[lug] q: multithreading on smp weirdness

D. Stimits stimits at comcast.net
Tue Nov 30 00:54:39 MST 2004


Zan Lynx wrote:
> On Mon, 2004-11-29 at 19:45 -0700, karheng at softhome.net wrote:
> 
>>greetings. 
>>
>>i've got a test app with 2 threads processing
>>several chunks of data. thread 1 fetches chunk 1
>>& processes it. once done, it's relayed to thread 2.
>>then thread 1 fetches & processes chunk 2, while
>>thread 2 receives & processes chunk 1. this goes
>>on until all chunks are processed by both threads. 
>>
>>my problem is that if the chunk size is made small
>>enough, the elapse time suddenly almost doubles...
>>and i need these chunks to be small eventually. 
>>
>>more specifically:
>>(chunk size * iteration count always == 6000)
>>single threaded:
>>chunk size of 6000 unit, 1 iteration, 12+ secs elapse time
>>multi-threaded:
>>chunk size of 12 unit, 500 iterations, 6+ secs elapse time
>>chunk size of 10 unit, 600 iterations, 6+ secs elapse time
>>chunk size of 8 unit, 750 iterations, 6++ secs elapse time
>>chunk size of 6 unit, 1000 iterations, 6++ secs elapse time most of the time
>>chunk size of 5 unit, 1200 iterations, 6+++ secs elapse time most of the 
>>time, 11+ secs at other times.
>>chunk size of 4 unit, 1500 iterations, 11+ secs elapse time
>>chunk size of 3 unit, 2000 iterations, 11++ secs elapse time
>>chunk size of 2 unit, 3000 iterations, 11+++ secs elapse time
>>chunk size of 1 unit, 6000 iterations, 12+ secs elapse time
>>(note that in above, elapse times of 7, 8, 9 & 10 secs are
>>mostly not present, just 1 or 2 sporadic ones). 
>>
>>i ran this on a 4 CPU itanium linux server. 
>>
>>this problem doesn't appear when i ran a port
>>of this app on a windows hyperthreading machine. 
> 
> 
> An exotic guess: maybe 4 units is just under the size of a cache line?
> Then thread 1's 4 units might be sharing a cache line with thread 2's 4
> units.  Memory accesses will cause the cache line to bounce from cpu 1
> to cpu 2 and back.

Actually I would go with this as my guess too.

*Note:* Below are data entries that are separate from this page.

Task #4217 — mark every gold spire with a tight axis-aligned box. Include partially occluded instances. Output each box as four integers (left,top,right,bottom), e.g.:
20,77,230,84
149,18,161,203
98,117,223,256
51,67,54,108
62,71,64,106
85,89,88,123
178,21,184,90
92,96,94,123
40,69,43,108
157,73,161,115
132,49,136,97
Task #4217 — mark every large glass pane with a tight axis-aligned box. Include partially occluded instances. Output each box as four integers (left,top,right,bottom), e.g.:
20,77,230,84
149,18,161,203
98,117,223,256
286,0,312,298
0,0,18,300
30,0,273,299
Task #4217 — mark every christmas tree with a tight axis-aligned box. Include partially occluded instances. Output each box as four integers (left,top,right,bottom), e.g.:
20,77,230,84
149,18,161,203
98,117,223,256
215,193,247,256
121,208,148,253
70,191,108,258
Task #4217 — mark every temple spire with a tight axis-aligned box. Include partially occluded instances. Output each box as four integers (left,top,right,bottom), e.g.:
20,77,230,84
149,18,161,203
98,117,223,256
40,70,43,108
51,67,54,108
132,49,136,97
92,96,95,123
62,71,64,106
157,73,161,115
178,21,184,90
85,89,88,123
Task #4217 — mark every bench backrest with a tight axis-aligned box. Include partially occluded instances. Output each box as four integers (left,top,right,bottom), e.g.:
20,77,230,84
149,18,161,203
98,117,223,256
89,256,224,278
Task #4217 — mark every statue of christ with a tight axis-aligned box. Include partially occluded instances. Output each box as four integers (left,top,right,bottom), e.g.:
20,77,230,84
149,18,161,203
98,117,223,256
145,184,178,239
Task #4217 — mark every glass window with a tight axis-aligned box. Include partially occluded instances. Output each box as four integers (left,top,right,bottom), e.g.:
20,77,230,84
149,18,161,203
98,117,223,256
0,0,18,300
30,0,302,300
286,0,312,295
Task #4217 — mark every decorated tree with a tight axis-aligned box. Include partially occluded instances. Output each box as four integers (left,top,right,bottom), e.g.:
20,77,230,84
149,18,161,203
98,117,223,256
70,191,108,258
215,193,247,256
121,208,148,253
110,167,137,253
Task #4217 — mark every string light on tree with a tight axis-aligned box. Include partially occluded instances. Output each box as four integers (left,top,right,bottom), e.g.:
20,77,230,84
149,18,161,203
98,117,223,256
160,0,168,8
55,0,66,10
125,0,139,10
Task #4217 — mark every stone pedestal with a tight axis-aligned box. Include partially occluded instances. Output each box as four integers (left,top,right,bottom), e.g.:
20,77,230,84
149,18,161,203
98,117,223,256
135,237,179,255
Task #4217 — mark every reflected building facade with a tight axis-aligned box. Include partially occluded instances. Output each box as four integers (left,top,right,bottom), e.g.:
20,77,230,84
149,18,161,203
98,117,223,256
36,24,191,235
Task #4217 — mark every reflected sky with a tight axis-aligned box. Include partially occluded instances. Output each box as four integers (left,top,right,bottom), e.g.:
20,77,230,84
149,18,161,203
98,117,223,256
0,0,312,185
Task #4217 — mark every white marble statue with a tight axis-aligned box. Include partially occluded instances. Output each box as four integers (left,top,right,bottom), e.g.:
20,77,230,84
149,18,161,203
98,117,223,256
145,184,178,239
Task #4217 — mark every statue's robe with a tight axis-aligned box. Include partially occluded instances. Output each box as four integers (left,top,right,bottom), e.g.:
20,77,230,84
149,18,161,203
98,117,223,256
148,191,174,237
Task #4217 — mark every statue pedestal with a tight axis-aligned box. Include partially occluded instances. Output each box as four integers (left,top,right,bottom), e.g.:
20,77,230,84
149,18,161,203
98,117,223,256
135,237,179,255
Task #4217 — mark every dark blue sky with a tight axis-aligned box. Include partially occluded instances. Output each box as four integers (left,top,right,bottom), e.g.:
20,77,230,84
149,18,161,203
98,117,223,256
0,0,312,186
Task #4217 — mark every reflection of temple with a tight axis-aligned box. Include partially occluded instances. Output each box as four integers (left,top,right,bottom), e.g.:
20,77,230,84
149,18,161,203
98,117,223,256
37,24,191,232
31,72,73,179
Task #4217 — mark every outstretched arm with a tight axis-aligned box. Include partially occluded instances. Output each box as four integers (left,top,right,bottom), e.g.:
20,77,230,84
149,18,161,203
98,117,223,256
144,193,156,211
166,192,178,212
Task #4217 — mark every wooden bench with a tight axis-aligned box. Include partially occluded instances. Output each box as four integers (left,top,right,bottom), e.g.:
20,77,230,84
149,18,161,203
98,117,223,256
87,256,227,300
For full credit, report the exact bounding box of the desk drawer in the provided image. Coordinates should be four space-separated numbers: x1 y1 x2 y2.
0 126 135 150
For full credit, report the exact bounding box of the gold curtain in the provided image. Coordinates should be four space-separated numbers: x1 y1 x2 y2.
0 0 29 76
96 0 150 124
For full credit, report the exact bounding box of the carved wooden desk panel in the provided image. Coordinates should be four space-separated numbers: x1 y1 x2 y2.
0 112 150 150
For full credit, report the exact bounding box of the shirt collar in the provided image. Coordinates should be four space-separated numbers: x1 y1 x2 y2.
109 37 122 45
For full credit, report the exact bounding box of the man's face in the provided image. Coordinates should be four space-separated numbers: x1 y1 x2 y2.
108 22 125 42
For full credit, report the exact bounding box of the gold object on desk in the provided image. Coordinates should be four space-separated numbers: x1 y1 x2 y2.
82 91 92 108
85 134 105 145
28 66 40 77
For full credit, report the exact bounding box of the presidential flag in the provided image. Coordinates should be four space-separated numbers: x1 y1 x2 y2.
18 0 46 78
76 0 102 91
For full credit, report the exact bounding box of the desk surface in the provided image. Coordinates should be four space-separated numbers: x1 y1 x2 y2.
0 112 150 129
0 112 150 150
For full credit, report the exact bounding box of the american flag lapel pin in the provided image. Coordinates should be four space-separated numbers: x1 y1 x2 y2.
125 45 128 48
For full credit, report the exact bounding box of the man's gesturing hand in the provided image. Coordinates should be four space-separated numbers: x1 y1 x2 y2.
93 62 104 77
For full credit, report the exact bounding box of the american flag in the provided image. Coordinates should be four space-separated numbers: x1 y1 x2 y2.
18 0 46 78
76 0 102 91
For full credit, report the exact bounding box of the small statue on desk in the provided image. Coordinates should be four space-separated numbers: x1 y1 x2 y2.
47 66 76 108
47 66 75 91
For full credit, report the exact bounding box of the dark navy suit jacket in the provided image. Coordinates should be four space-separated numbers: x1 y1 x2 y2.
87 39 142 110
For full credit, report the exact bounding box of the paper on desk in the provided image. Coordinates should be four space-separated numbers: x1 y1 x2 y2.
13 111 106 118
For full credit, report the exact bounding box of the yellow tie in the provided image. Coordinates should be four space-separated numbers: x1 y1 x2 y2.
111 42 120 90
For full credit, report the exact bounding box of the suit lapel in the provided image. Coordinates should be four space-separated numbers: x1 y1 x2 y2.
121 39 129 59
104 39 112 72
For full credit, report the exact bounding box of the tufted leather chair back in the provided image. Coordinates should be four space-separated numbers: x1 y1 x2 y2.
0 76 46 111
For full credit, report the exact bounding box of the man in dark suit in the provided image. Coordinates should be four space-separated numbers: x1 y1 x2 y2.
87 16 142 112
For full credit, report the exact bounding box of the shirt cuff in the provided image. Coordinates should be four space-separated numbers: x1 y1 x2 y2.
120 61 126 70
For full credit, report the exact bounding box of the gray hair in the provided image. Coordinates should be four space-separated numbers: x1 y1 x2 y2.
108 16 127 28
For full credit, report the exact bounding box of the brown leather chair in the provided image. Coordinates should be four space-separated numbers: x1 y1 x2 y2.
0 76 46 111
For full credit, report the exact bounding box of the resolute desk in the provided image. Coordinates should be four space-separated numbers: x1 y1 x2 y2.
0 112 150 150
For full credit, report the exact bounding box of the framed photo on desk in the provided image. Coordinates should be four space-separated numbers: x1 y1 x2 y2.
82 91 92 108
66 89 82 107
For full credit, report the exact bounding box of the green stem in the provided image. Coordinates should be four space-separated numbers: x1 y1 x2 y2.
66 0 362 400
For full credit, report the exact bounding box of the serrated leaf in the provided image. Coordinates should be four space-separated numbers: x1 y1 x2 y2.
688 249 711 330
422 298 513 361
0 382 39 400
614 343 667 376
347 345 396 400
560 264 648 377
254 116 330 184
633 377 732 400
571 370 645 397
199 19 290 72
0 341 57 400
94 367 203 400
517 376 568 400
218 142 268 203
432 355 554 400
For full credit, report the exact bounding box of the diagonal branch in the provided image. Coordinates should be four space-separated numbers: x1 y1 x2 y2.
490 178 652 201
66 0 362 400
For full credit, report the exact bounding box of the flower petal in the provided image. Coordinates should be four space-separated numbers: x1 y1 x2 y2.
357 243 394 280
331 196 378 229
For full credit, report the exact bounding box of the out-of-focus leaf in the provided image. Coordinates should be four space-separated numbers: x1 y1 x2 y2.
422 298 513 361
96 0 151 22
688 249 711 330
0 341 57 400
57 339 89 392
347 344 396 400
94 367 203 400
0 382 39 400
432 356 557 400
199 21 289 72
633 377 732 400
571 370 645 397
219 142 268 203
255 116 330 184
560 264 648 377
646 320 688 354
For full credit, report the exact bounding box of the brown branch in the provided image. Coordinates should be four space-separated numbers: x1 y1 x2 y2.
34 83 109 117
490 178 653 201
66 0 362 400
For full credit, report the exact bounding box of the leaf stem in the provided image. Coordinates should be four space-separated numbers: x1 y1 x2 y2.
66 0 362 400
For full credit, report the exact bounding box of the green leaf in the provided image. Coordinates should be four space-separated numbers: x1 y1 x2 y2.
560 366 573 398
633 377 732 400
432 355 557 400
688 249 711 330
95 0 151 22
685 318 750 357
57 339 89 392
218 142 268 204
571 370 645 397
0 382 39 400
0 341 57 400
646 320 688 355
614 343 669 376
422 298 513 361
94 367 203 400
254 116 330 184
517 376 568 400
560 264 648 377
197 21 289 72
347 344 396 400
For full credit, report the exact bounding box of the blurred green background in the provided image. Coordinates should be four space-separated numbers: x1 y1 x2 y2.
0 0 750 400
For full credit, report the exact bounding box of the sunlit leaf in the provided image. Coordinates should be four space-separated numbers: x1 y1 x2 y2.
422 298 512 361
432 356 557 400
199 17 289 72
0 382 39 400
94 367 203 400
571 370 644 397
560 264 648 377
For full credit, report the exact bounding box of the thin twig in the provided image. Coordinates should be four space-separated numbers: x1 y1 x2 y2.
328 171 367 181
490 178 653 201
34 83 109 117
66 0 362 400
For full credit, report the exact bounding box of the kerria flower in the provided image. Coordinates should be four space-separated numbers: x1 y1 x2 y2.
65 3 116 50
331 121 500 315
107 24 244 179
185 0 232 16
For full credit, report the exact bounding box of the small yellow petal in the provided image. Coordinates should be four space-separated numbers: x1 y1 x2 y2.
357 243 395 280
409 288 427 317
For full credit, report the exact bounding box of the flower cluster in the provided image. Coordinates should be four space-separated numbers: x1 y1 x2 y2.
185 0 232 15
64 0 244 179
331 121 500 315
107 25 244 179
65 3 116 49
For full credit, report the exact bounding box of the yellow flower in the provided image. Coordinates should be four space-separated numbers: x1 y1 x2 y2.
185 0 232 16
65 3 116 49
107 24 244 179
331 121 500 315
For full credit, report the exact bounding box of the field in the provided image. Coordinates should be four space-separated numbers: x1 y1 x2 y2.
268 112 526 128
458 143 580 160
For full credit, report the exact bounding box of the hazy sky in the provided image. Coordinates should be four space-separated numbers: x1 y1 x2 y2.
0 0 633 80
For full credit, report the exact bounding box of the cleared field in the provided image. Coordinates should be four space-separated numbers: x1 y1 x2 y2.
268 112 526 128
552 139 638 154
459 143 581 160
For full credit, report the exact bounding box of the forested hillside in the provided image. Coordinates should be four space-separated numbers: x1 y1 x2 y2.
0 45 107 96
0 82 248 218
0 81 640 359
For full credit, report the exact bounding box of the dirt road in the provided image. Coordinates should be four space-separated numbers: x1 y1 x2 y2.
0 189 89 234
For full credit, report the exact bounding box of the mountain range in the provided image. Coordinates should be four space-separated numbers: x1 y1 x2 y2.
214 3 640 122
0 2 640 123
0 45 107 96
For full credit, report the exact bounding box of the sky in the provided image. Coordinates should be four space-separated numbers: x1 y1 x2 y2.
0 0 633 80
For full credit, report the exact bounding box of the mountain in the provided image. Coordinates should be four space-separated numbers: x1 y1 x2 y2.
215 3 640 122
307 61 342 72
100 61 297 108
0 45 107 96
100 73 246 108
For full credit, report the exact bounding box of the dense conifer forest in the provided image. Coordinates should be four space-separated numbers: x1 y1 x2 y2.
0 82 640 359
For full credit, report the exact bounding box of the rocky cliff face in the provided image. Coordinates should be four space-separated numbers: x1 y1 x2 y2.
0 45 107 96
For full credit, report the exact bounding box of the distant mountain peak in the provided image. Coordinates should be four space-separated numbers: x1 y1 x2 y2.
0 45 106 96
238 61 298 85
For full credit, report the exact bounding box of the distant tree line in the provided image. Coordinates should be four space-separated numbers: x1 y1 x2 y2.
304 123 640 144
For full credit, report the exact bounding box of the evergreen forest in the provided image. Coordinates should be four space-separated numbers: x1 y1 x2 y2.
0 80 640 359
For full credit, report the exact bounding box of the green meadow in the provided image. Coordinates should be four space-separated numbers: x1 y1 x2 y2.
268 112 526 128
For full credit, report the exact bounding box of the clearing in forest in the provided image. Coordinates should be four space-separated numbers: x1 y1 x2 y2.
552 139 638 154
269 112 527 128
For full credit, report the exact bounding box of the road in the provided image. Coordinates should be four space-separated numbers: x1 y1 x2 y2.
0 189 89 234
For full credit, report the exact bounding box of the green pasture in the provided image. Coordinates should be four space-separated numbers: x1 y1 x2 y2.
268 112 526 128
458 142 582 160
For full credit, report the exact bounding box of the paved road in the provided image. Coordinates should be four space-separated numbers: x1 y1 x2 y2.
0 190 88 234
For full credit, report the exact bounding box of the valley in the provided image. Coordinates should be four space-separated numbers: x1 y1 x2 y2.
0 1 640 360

Having worked with some 
serious game developers (just for fun), we've gone through some serious 
optimizing. The most extraordinary losses occur when transfering data 
that is not the cache line size, and can be demonstrated with ease in a 
simple C for loop. What you do is loop through a data copy 1 byte at a 
time at each iteration of the loop. Then you try the alternative, say 4 
bytes at a time if that matches your cache line size (and you use 
modulus and on the last loop if it isn't exactly the right size of the 
line then you go for the non-cache-line-size), which results in a 
dramatic improvement. FYI if you are using enough data copy then MMX 
copy will again be an enormous boost...but I'm not sure how MMX could be 
used or what the gotchas are using MMX to copy between threads. On a 
32-bit system (what I was using) try 4 byte copies; on a 64-bit system, 
try 8 byte copies. Consider that if you have data which is less than 8 
bytes, padding this with NULL bytes so you can copy line sizes (double 
check on cache line sizes, it's been a while and my numbers might be off).